Condom availability on campus: Is it sufficient?

ASU says they promote safe sex, but many students disagree

ASU advertises and promotes safe sex on campus, but how easy is it for students to get protection?

According to the school’s website, ASU offers free condoms at its health services offices, but the hours are limited - not open on Sundays and never open after 6 p.m. On Saturdays, only one campus location is open for six hours.

  • Tempe Campus 
    • Health Services Building: Monday through Friday, 8 a.m. to 6 p.m.; Saturday, 10 a.m. to 4 p.m.
    • ASU Health Services South: Monday and Friday, 8 a.m. to 12 p.m. and 1 p.m. to 5 p.m.; Tuesday and Thursday, 9 a.m. to 12 p.m. and 1 p.m. to 6 p.m.
    • ASU Health Services at the Sun Devil Fitness Complex: Monday and Tuesday, 8:30 a.m. to 12 p.m. and 1 p.m. to 5:30 p.m.; Thursday, 1 p.m. to 5:30 p.m.
  • Downtown Phoenix Campus
    • Nursing and Health Innovation Building: Monday through Friday, 8 a.m. to 5 p.m.
  • Polytechnic Campus
    • Adjoined to the SDFC: Monday through Friday, 8 a.m. to 12 p.m. and 1 p.m. to 5 p.m.
  • West Campus
    • University Center Building, Room 190: Monday through Friday, 8 a.m. to 12:15 p.m. and 12:45 p.m. to 4:30 p.m.

Bobby Fry, a medical assistant at the Downtown campus' Health Services office, said condoms are easily accessible to students in the office. They are located in a basket in the lobby to avoid the awkwardness of asking someone for a condom.

"Students come to get condoms fairly often," he said. "Mostly every day we see students coming in to take them."

According to Sexual Health, the Taylor Place dorms in downtown had condom dispensers until 2011. They said University funding was cut for the machines, but that student organizations had the option to use their individual budgets to keep the dispensers.

They didn't keep the dispensers.

Many current students are not happy about the lack of availability.

Alyssa Tong, a biology sophomore, said condom availability was not advertised around the Barrett community in Tempe, where she lived her freshman year.

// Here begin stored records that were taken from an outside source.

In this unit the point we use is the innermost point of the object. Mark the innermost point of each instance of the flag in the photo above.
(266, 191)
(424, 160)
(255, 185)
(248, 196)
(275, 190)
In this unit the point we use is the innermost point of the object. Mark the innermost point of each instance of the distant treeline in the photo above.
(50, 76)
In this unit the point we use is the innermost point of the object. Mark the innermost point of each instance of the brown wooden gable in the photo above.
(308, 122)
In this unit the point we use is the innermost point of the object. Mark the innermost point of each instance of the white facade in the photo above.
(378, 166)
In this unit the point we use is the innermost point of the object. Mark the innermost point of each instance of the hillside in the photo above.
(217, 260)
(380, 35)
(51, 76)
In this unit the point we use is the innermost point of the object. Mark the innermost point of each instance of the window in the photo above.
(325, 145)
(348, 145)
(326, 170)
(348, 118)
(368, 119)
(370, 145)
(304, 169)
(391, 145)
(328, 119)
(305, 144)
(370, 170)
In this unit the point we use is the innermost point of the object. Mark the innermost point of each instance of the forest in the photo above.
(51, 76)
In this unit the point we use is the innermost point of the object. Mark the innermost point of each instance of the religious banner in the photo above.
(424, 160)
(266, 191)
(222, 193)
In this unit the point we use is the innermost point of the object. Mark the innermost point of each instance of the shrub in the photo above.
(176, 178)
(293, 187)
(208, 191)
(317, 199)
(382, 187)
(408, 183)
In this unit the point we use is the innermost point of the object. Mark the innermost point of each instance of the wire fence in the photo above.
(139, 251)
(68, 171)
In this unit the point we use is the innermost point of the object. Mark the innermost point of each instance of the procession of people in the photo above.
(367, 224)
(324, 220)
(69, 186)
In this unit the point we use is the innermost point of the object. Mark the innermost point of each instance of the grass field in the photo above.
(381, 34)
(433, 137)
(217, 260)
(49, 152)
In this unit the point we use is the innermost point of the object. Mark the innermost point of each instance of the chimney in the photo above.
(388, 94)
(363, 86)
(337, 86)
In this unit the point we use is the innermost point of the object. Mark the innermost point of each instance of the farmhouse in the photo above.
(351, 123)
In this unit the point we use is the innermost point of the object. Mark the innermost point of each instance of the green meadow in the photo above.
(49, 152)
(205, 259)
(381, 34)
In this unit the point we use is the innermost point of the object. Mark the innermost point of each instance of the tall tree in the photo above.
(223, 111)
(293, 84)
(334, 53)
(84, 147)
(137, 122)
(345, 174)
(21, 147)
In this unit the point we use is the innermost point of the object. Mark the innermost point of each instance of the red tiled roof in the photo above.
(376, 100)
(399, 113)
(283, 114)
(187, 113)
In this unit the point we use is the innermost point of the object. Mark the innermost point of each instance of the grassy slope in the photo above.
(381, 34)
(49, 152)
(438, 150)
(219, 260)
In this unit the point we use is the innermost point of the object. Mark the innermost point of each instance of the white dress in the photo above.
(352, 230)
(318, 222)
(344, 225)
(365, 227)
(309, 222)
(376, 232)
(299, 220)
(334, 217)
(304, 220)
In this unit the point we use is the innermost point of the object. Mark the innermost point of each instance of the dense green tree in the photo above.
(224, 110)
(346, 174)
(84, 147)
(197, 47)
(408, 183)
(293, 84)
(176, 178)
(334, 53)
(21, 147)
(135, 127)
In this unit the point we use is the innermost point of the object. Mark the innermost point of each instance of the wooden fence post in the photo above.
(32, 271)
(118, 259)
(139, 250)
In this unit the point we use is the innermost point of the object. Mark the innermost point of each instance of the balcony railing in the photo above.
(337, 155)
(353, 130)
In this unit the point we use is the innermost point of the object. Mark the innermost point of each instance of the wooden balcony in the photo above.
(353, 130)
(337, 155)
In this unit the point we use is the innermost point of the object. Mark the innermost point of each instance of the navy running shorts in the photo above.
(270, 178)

"They made us go to a one-hour session about sex, and they gave condoms out after that, but other than that, there was nothing," she said. "Sometimes when groups were tabling around campus, I'd see them, but it wasn't often."

Tong now lives in the Vista del Sol apartments near the Tempe campus, and she said that the Walmart on campus there sells condoms.

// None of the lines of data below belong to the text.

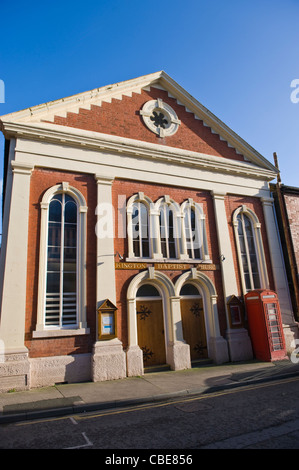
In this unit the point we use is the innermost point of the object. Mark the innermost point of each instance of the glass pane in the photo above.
(55, 209)
(70, 211)
(147, 290)
(189, 289)
(70, 235)
(70, 258)
(136, 248)
(240, 226)
(53, 259)
(145, 248)
(256, 281)
(247, 281)
(54, 234)
(172, 253)
(53, 282)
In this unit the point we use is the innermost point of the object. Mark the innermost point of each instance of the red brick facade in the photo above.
(122, 118)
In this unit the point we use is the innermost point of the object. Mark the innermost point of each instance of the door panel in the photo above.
(150, 330)
(194, 330)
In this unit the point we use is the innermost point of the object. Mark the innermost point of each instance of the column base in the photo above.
(239, 344)
(135, 365)
(218, 350)
(14, 370)
(178, 355)
(108, 360)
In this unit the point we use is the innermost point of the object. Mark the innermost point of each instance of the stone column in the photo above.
(14, 362)
(238, 340)
(108, 358)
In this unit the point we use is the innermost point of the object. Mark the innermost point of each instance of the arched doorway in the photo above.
(150, 325)
(193, 321)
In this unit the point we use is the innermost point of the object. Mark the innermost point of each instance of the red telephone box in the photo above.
(265, 325)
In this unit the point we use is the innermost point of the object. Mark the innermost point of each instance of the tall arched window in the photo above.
(61, 282)
(61, 301)
(167, 232)
(250, 250)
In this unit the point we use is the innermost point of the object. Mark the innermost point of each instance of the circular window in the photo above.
(160, 118)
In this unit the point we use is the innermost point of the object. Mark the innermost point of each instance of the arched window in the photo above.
(61, 272)
(62, 264)
(250, 250)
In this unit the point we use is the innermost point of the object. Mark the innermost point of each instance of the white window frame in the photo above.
(81, 328)
(259, 249)
(161, 204)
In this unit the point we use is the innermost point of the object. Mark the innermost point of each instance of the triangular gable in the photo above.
(203, 132)
(107, 305)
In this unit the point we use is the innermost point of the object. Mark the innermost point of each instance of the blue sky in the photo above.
(237, 57)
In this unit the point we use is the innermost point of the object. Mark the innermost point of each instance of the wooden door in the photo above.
(150, 330)
(194, 330)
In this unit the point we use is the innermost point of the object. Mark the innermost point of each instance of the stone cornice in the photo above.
(68, 136)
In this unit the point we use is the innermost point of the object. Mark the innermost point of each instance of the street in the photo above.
(264, 416)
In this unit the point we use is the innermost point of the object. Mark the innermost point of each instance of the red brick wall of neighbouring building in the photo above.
(232, 203)
(41, 180)
(122, 118)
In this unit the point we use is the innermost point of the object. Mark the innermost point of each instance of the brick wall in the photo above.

Health education junior Marisa LeBret said she thinks condom availability on campus is too low for the number of students living here.

"(Condoms) are available in the health services office in a bowl and the Well Devil Ambassadors that live in Taylor Place have them as well," she said. "With the number of students living on campus and attending classes, the availability is out of proportion."

LeBret said she thinks another issue with ASU's condom distribution system is that there isn't much education involved. When you go to get a condom, it is usually just handed to you with no information about how to properly use it or any materials about safe sex.

"Dorm residents may trust their Community Assistant (CA) and feel okay about asking them for condoms rather than seeking out someone they don't know," she said. "However, not everyone is comfortable educating and possibly demonstrating how to use them."

She said she thinks that the education aspect is just as important as the protection itself.

Ashley McDonald, a criminal justice sophomore, said she believes the fact that ASU was named the school with the most sexually transmitted diseases in the country proves that this is an issue.

"There are so many people who are having unprotected sex and ASU was ranked as number one for STDs in the country," she said. "Partying and sex happens at every university, so ASU should be addressing the issue and helping students to have safe sex."

One solution McDonald suggested was having the CA's in each dorm have a box of free condoms outside of their dorms, so students can access them at any time of day (or night). 

She also suggested that condoms be sold in the convenience stores on campus.

"I think that they should be sold in the markets," she said. "People would be more willing to buy condoms with M&> than to go to CVS and spend $17 on a box of Magnums."